W Łowickiem posypały się mandaty za prędkość. Rekordzista stracił prawo jazdy
Policjanci z łowickiej drogówki w środę (23 stycznia) włączyli się w wojewódzką akcję "Kaskadowy pomiar prędkości". Kontrole zorganizowano na głównych ciągach komunikacyjnych powiatu łowickiego.
Kaskadowy pomiar prędkości polega na tym, że kontrole prowadzone są na jednej drodze, w tym samym czasie, ale w różnych miejscach przez patrole ustawione kolejno po sobie na określonym, często krótkim odcinku drogi. Ich celem jest egzekwowanie od kierujących przestrzegania ograniczeń prędkości na głównych ciągach komunikacyjnych.
- Głównym założeniem akcji jest ograniczenie liczby zdarzeń drogowych, których główną przyczyną jest nadmierna prędkość. Stróże prawa na drogach krajowych i wojewódzkich skontrolowali 50 pojazdów, ujawniając aż 27 przypadków przekroczenia prędkości - informuje Urszula Szymczak, rzecznik łowickiej policji. - Tym razem niechlubnym rekordzistą okazał się 33-latek z Bydgoszczy, który podróżował skodą rapid drogą krajową numer 92. Na ulicy Poznańskiej w Łowiczu tuż przed godziną 11 on przekroczył prędkość o 52km/h w obszarze zabudowanym.
Mężczyzna stracił uprawnienia na trzy miesiące do kierowania samochodem oraz został finansowo ukarany przez policję.
Policjanci przypominają uczestnikom ruchu jak ważna jest jazda z tzw. prędkością bezpieczną – taką, przy której kierujący zachowuje możliwość pełnego panowania nad pojazdem.

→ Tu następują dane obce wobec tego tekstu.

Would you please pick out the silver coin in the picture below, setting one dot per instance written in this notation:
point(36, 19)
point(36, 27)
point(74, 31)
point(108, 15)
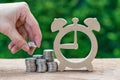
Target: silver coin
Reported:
point(52, 66)
point(49, 55)
point(41, 65)
point(38, 56)
point(30, 64)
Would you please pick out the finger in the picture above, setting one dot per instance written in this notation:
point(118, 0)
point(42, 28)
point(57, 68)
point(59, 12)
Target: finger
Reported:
point(18, 40)
point(31, 51)
point(33, 29)
point(10, 45)
point(14, 49)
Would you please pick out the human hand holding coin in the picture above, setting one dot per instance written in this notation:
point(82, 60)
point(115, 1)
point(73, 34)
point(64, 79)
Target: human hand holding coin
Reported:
point(18, 23)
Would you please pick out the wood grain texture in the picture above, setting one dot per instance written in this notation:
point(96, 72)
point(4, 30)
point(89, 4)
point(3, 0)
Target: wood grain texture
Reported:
point(104, 69)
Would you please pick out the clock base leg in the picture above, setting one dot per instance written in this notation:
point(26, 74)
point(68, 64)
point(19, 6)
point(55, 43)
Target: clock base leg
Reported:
point(89, 67)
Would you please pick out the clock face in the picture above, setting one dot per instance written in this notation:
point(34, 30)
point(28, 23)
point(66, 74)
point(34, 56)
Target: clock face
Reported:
point(77, 41)
point(84, 45)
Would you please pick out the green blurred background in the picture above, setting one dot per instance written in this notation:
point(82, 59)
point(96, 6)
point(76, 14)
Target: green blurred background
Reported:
point(106, 11)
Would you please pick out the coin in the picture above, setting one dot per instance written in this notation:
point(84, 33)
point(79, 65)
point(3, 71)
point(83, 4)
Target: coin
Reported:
point(32, 44)
point(38, 56)
point(49, 55)
point(52, 66)
point(41, 65)
point(30, 64)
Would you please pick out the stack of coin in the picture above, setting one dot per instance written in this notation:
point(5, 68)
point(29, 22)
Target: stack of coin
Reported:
point(49, 55)
point(52, 66)
point(32, 44)
point(38, 56)
point(41, 65)
point(30, 64)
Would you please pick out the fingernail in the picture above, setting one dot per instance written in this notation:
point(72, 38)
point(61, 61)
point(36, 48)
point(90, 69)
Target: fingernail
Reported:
point(25, 47)
point(37, 41)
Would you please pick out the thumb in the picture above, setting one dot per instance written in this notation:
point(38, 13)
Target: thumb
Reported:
point(16, 38)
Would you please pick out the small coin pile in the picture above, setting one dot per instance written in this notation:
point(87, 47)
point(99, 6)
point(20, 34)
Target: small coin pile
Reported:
point(30, 65)
point(42, 63)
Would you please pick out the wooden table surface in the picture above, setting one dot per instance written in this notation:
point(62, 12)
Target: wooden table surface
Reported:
point(104, 69)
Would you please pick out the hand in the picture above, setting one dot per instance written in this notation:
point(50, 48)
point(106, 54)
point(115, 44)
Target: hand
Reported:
point(18, 23)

Na drodze, gdzie sytuacja jest bardzo często dynamiczna, mogą wystąpić okoliczności, w których zmuszeni będziemy do natychmiastowej reakcji. Nadmierna prędkość może być czynnikiem, który spowoduje, że nie opanujemy w porę prowadzonego pojazdu, co może doprowadzić do tragicznych w skutkach zdarzeń drogowych.